TSE:GRT.UN
This summary was created by AI, based on 7 opinions in the last 12 months.
Granite REIT (GRT.UN-T) has received positive reviews from various analysts, highlighting its strong tenant base and robust cash flow, notably from its primary tenant, Magna, which has transitioned from short-term to longer-term contracts. The company has adeptly managed challenges posed by tariffs, geopolitics, and inflation, with a noticeable recovery in leasing activity in its industrial properties, especially in growing markets like the Florida-Texas belt. Although there are concerns about vacancies in the U.S. Midwest, Granite has been proactive in addressing these challenges. The overall sentiment suggests that the REIT is well-positioned for future growth, particularly as interest rates stabilize and the market for industrial properties rebounds, making it an attractive option for dividend income through 2027.

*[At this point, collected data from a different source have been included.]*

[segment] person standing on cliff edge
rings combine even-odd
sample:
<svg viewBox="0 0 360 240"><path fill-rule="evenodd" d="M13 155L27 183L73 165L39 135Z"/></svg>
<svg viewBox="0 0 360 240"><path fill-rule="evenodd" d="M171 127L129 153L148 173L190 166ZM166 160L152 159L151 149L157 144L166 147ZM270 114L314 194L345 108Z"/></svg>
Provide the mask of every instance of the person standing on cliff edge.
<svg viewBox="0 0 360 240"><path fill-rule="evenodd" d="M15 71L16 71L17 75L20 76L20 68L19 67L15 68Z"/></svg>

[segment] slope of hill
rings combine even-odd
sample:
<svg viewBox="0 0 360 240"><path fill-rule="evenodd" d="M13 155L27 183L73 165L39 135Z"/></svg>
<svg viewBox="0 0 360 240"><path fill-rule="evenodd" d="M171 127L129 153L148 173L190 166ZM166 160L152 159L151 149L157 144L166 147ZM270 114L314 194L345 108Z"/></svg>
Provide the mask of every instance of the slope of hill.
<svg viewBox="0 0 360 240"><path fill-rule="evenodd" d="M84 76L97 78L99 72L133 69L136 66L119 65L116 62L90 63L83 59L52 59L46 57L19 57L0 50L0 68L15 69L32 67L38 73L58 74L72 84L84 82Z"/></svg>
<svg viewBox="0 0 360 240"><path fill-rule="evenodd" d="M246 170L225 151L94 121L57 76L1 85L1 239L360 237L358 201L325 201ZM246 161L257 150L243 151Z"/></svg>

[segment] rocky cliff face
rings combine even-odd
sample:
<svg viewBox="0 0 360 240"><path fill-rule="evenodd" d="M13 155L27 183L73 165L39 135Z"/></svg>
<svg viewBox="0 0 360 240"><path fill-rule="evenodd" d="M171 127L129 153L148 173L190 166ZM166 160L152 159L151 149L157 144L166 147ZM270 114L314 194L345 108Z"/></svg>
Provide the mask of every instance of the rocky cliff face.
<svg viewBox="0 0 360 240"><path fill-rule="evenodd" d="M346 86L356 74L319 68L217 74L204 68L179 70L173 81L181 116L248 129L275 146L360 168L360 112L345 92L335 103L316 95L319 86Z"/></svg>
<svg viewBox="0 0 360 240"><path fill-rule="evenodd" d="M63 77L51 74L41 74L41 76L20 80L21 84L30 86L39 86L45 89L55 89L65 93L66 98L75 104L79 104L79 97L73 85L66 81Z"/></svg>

This has a huge exposure to Magna (MG-T) and their operating platforms. Not a bad REIT. The whole REIT sector in Canada has been a bid down. This company generally has had lower leverage making it somewhat attractive. Has never taken a position in the REIT sector. Would prefer Artis (AX.UN-T) or Brookfield Property Partners (BPY.UN-T) over this. (He owns some of their bonds.)
They have the lowest debt of any of the Canadian REITs. Because of that they are able now to use solely debt in order to acquire and build up their portfolio. They have a very disciplined approach of only buying real estate that they are comfortable with. This is a global industrial real estate. He buys this on the dips.
Likes this. An international REIT, as you are buying industrial real estate across the world. A lot of that is linked to the Magna (MG-T) empire. That can cause certain bits of disruption and a certain amount of volatility. The balance sheet is so good that they have the ability to continue to acquire high quality industrial real estate globally. Good source of income and growth over the next 3 years.
They were pretty much 100% a Magna property, which brings risk, but they have a great balance sheet, about half the leverage of the average REIT. The trick here is to add acquisitions, adding property other than Magna to reduce the risk profile and increase the distribution. As long as they can continue to execute and buy more properties at the right price, you see the dividend continued to increase. Yield of 5.31%.
Magna is the main tenant. They are trying to reduce that concentration to 50% from 85% now. They sold some non-core assets. He will not allocate capital here because he does not like the long term prospects. Payout ratio and leverage are low enough that there is not a lot of risk if you hold it for the distribution.
If the annual payout rate has gone up 4.75% and if the auto sector takes a large hit, will this be affected drastically? This is his concern as well. This REIT represents an entity that has a majority of its assets leased on a single tenant basis to Magna International (MG-T). Any difficulty in Magna flows right through to the REIT. While it may not directly flow through on day 1 on news headlines, you have to believe that the underlying real estate is going to have a use further than what Magna has for it. The company has planned to reduce their exposure over the next 3-4 years to about 50% of their total assets. They are also in a great position, from a leveraged standpoint. They have the ability to grow by using debt and debt capital markets are wide open now have very attractive pricing. They can go out and buy industrial assets and diversify. Payout ratio is at a sustainable level. From his perspective, the single tenant risk is too high.
(A Top Pick March 7/13. Up 3.43%.) Owns all real estate that Magna (MG-T) operates on. Have tons of cash that they can use to diversify. Acquisition pace has been a little bit slower than everybody would’ve liked, but they are steadily making progress. Just renewed a big contract with Magna. Pays a pretty decent dividend yield.